Welcome!

XML Authors: Data Recovery Services, Don Nelson, Jeff Scholes, Corey Roth, John Savageau

Related Topics: XML

XML: Article

Building Distributed Applications with Corba and XML

Building Distributed Applications with Corba and XML

XML and CORBA are key technologies for building distributed systems, but both have evolved separately by addressing different needs of content management and distributed applications. This article illustrates how these technologies can benefit from each other.

XML
XML and related specifications are addressed on the W3C Web site (www.w3c.org) and in other articles in this journal. This section looks at the structure of an XML application as depicted in Figure 1. The entity manager reads XML documents from some virtual storage - a database, a file or some other mechanism - and creates XML entities, a term used to describe XML elements. This data is passed to an XML parser, which can optionally validate the document using either the DTD or, in the future, one of the semantic specifications (e.g., DCD, RDF). The application code accesses this data using the DOM or similar API mapping to some programming language to process the data. Since XML today is still about syntax, this code contains the logic needed by the semantics to make meaningful use of the data. As seen in Figure 1, XML doesn't have transport built into it. Availability of a transport facility is thus a requirement for building a distributed XML application.

CORBA
The common object request broker architecture (CORBA) is a specification by the Object Management Group (OMG). Figure 2 depicts the structure of a distributed application built using CORBA. Objects are described using the Interface Definition Language (IDL) and are distributed on a communication bus, the Object Request Broker (ORB). These objects are then implemented in a programming language, typically Java or C++, and the ORB transparently handles all network, platform and language issues. Additionally, the objects can be made transactional, secure, and so forth, using CORBA services. Other vendor-provided tools help in the management and administration of these objects, enabling the development of a large-scale distributed system. (Thousands of such CORBA applications have been deployed all over the world.)

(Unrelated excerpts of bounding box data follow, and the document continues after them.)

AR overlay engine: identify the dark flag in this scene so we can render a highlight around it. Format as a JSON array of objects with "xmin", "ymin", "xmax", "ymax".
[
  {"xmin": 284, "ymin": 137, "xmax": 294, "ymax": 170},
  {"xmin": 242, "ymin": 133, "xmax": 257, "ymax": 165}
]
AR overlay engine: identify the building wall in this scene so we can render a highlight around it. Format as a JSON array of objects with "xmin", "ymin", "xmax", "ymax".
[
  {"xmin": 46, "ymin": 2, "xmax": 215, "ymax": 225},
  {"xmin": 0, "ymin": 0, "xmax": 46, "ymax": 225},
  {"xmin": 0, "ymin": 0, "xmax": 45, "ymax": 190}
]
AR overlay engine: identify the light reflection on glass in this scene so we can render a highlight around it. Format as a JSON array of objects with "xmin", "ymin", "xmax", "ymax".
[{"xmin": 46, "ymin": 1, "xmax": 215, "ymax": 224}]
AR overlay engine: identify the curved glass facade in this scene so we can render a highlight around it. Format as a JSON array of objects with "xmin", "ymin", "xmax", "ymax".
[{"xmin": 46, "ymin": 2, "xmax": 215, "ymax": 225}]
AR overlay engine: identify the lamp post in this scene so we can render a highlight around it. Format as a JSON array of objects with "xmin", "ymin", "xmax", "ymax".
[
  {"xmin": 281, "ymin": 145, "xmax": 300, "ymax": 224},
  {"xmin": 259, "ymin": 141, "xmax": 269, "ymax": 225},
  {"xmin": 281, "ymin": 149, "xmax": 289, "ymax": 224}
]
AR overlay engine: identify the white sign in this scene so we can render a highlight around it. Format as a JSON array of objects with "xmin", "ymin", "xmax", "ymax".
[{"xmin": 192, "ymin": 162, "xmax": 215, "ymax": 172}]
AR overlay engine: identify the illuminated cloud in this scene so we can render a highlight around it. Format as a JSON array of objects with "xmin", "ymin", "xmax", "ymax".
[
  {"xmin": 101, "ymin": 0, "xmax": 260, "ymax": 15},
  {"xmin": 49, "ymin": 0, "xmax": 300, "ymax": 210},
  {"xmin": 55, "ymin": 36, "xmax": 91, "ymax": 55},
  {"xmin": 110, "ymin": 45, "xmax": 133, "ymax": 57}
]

A distributed application consists of three logical components - data, logic and transport. CORBA ties these three components together in the form of distributed objects in which the logic is implemented using some OO language. The data is tied to the transport and transferred in binary form between the client and the server. The familiar function call paradigm is used to invoke methods on remote objects transparently. In contrast, XML is only about data, which is represented as text and not inherently tied to any transport protocol. It can be carried over any transport protocol that's capable of transporting textual data. The XML programming model consists of walking a parsed XML document and taking action based on the elements encountered. Using XML for data gives us the ability to describe arbitrarily complex data types, build loosely coupled systems, easily transform data from one form to the other and easily display data in browsers. XML parsers are available for most languages and operating systems; thus it's easy to embed a parser with an application. XML support is also present in the popular browsers, giving developers the ability to display XML data. CORBA has been used successfully to interface with legacy and ERP systems. Using XML instead of IDL types may, in certain cases, make this integration even easier. Many ERP vendors have pledged XML support in their products, which would make the use of XML even more attractive.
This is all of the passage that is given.